Именно то обстоятельство, что связь между прекрасными формами придворного любовного идеала и реальностью помолвки и брака была столь незначительна, и приводило к тому, что элементы игры, светской беседы, литературной забавы во всем имевшем отношение к утонченной любовной жизни могли разворачиваться вполне беспрепятственно. Для идеала любви, прекрасного вымысла о верности, жертвенности не было места в трезвых материальных соображениях, касавшихся брака, в особенности брака аристократического. Этот идеал можно было переживать лишь в образах волшебной, одухотворенной игры. Турнир предлагал игру в романтическую любовь в ее героической форме. Пастораль облекала любовь в форму идиллии.
Глава 10
Идиллический образ жизни
Рыцарский подход к жизни был слишком перегружен идеалами красоты, доблести и полезности. Когда в таком подходе — как, скажем, у Коммина — проявлялось трезвое чувство реальности, то вся эта славная рыцарственность воспринималась как совершенно ненужный, надуманный, помпезный спектакль, как смехотворный анахронизм: истинные мотивы, побуждавшие к действию и определявшие судьбы государства и общества, лежали вне этого. При том что социальная необходимость рыцарского идеала чрезвычайно ослабла, с его претензией быть воплощением добродетелей, т.е. с этической стороной, дело обстояло и того хуже. В сравнении с истинно духовными устремлениями все это упоение благородством выглядело всего-навсего суетой и греховностью. Но даже и с чисто эстетической точки зрения этот идеал не удался: самое красоту форм рыцарской жизни открыто и со всех сторон отвергали. Если положение рыцаря иной раз еще могло казаться заманчивым бюргеру, то аристократия обнаруживала явную усталость и неудовлетворенность. Жизнь как прекрасный придворный спектакль была пестрой, фальшивой, кричащей. Прочь от этой томительной и напыщенной искусственности — к простой жизни и покойной надежности!
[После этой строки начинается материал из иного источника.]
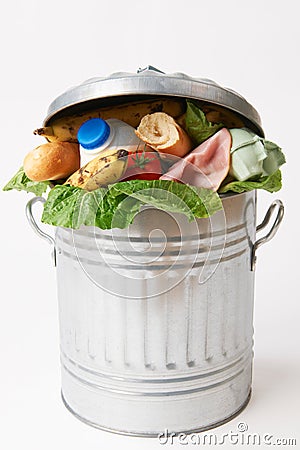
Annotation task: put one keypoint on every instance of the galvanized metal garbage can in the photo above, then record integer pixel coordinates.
(156, 321)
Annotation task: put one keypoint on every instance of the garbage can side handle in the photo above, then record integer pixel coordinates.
(36, 228)
(277, 204)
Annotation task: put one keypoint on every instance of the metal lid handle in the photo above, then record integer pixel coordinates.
(278, 219)
(36, 228)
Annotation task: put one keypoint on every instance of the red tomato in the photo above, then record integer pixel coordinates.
(143, 166)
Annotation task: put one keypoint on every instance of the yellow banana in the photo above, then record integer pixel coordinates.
(66, 128)
(106, 168)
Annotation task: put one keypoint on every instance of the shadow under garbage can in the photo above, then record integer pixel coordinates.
(156, 321)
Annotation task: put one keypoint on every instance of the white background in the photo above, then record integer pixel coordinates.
(47, 47)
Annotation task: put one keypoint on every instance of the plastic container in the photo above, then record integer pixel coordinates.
(97, 134)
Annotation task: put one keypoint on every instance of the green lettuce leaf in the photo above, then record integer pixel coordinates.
(116, 206)
(21, 182)
(271, 183)
(197, 126)
(171, 196)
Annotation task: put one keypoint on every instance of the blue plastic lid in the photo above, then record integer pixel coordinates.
(93, 133)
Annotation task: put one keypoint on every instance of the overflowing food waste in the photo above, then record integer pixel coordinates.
(175, 154)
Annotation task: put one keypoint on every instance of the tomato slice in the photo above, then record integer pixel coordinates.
(143, 165)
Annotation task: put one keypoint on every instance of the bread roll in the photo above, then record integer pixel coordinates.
(162, 133)
(52, 161)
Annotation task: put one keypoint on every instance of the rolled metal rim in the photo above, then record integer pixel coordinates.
(153, 82)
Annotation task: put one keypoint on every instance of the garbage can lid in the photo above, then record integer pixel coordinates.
(152, 82)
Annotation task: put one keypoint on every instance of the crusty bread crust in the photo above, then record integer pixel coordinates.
(162, 133)
(52, 161)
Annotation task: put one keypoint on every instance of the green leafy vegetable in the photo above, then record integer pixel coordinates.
(171, 196)
(271, 183)
(275, 158)
(197, 126)
(116, 206)
(21, 182)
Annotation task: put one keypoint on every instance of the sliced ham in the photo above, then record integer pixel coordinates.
(207, 165)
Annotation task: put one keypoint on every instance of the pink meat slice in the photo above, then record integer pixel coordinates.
(207, 165)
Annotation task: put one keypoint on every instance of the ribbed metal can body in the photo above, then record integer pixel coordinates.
(156, 321)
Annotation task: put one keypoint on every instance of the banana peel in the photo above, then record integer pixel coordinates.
(66, 128)
(105, 169)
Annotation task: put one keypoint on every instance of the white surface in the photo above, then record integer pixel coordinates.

Существовало два пути отхода от рыцарского идеала: действенная, активная жизнь вкупе с новым духом поиска и исследования — и отречение от мира. Но этот второй путь, так же как "Y" пифагорейцев[1*], расщеплялся надвое; основной ствол обозначал линию истинно духовной жизни, тогда как боковые ветви соприкасались с миром и его наслаждениями. Влечение к прекрасной жизни было столь велико, что и там, где признавали суетность и предосудительность существования, не выходящего за рамки двора и ристалищ, все же усматривали возможность доступа к красотам земной жизни, к грезам еще более нежным и сладостным. Древняя иллюзия пастушеской жизни все еще сияла обещанием естественного, простого счастья в том его блеске, который восходил ко временам Феокрита. Достижение наибольшей удовлетворенности казалось возможным безо всякой борьбы — в бегстве, подальше от наполненного ненавистью и завистью состязания в погоне за пустыми почестями и званиями, прочь от давящего груза богатства и роскоши, от войн с их опасностями и страхом.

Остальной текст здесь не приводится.